MISO’s reserve procurement practices currently only apply to physical transmission constraints, not contractual constraints like the sub-regional limit with SPP.
MISO acknowledged in its filing that a new product providing capacity within 30 minutes would be most effective in solving South’s lack of fast-start resources and reserve scarcity but said its April proposal was a more near-term solution and asked that it become effective June 27. The RTO said it currently makes out-of-market commitments to meet South capacity requirements that result in high revenue sufficiency guarantee (RSG) costs.
In stakeholder meetings, MISO staff have said that a short-term capacity reserve would be especially helpful in South, which has less than 500 MW of capacity available within 30 minutes. The West of the Atchafalaya Basin load pocket has 100 MW of 30-minute reserves, while Amite South has none. (See “Short-term Capacity Product is a Go, MISO Concludes,” MISO Market Subcommittee Briefs: April 12, 2018.)
In an affidavit accompanying the filing and supporting expanded mitigation, Monitor David Patton said that South is more susceptible to market power than Midwest because South has more pivotal suppliers.
But FERC said MISO’s reserve plan only promised to abide by “appropriate limits” of its sub-regional transmission and did not explicitly reference the maximum contractual limits set forth in the MISO-SPP transmission use settlement agreement struck in 2015. The commission said it was “unclear” if MISO intended to abide by the established megawatt limits in the proposal.

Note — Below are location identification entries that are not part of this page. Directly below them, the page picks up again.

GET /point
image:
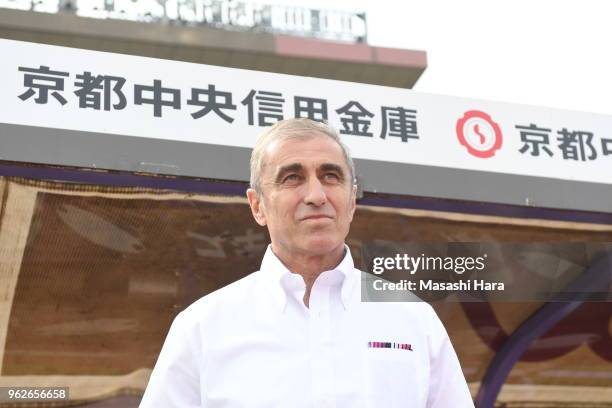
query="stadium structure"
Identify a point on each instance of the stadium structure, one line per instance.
(105, 238)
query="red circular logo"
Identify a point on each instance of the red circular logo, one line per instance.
(480, 135)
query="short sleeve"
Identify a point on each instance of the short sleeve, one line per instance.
(175, 380)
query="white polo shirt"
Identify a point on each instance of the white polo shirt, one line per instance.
(254, 344)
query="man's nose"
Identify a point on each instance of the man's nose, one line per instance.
(315, 192)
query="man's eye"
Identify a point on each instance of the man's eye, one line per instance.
(332, 177)
(291, 178)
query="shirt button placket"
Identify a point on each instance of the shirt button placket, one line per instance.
(321, 348)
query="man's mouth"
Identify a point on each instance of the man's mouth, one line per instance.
(316, 217)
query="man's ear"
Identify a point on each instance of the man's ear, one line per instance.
(353, 203)
(256, 204)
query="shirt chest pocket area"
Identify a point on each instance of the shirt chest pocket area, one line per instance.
(395, 378)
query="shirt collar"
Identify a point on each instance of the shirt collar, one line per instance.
(281, 280)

The commission also asked MISO to explain its generation shift factors — especially when the MISO-SPP contract path binds on flows into South — and to explain its process for updating shift factors.
FERC issued the deficiency letter after regulators from Texas, Arkansas, Louisiana, Mississippi and New Orleans filed a limited protest May 24. The regulators asked that MISO specify that its reserves procurement modeling will use a 3,000-MW limit on north-south flows and 2,500-MW cap on south-north flows, reflecting the regional directional transfer limits in the MISO-SPP joint operating agreement settlement.

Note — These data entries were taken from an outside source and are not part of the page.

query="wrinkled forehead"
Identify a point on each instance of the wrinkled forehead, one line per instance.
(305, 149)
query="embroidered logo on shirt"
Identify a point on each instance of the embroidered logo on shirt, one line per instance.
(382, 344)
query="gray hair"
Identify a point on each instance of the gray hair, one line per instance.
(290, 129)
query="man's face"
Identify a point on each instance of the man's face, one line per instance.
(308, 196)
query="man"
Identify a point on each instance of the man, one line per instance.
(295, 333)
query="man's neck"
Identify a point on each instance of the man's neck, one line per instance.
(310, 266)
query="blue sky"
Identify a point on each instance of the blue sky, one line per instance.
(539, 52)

The commission required MISO to list the number of hours by month that the sub-regional constraint bound in each direction during 2016 and 2017. It also instructed MISO to estimate the amount of RSG payments that would be affected had the changes been active in 2016. MISO had said that its proposal to extend mitigation would reduce RSG payments.
Finally, FERC asked MISO whether it or Patton could produce “any studies or analyses regarding the expected increase in the frequency with which the … constraint will bind into MISO South once MISO applies the reserve procurement enhancement provisions.”
The commission gave MISO three weeks to respond to its questions.